Quite the contrary. Peolpe come to expect more from their OS than a few years back. If I turn on my machine, I expect it to load the TCP stack, start AmiDock, load a few fonts (with anti-aliasing) and a fancy backdrop for Workbench. Life isn't four color solid-grey workbench anymore. In the same amount that people's expectations grow, the boot time will grow.
I don't think anyone is complaining about AmigaOS being slow. What is really slow is UBoot. It needs about 10 seconds to initialise the IDE drives, waits one second for me to stop it, needs another three seconds to load the Kickstart, then the Kickstart seems to initialise all the hardware again which needs 6 to 8 seconds again and then finally it loads Startup-Sequence which only lasts 3 or 4 seconds until the desktop becomes usable.
So it is *not* Startup-Seqeuence and all the AmigaOS parts loaded after hardware initialisation which makes it slow.

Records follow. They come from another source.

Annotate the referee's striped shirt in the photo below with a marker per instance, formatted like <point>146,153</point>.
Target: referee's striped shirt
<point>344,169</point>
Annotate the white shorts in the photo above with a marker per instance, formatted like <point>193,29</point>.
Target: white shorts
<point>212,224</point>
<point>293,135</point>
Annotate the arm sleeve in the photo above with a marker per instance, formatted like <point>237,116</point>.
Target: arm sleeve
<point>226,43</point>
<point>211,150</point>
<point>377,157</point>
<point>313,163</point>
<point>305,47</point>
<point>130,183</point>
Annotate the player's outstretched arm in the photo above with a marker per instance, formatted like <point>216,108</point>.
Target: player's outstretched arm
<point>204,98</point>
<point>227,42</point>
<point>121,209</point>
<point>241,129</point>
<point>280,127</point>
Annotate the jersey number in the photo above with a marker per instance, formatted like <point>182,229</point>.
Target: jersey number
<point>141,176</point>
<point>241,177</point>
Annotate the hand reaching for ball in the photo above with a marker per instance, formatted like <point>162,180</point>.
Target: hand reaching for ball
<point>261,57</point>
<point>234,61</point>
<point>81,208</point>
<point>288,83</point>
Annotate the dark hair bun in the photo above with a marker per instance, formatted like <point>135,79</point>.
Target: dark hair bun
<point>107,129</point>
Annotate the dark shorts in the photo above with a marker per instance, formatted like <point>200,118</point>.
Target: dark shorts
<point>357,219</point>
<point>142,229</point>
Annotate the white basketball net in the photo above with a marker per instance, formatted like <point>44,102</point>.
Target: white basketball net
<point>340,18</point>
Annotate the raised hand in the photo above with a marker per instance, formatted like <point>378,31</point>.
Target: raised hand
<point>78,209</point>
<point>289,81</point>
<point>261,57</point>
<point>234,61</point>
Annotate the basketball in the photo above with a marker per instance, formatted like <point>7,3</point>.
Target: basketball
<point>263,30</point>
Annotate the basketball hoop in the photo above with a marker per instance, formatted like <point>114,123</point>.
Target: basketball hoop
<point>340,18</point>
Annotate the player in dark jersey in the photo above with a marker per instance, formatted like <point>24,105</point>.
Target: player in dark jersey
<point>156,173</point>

It is the pre-boot phase which is annoyingly slow.
At least after Ctrl-Win-Win my A1 is much faster than my A4000. It is a little bit irritating, though, that there is no reaction on Ctrl-Win-Win on the A1. You have to wait all the 6 to 8 seconds until the Kickstart initialises the gfx card for knowing that it still works and has not crashed completely. (I think I did not manage to crash it completely since pre-update #1).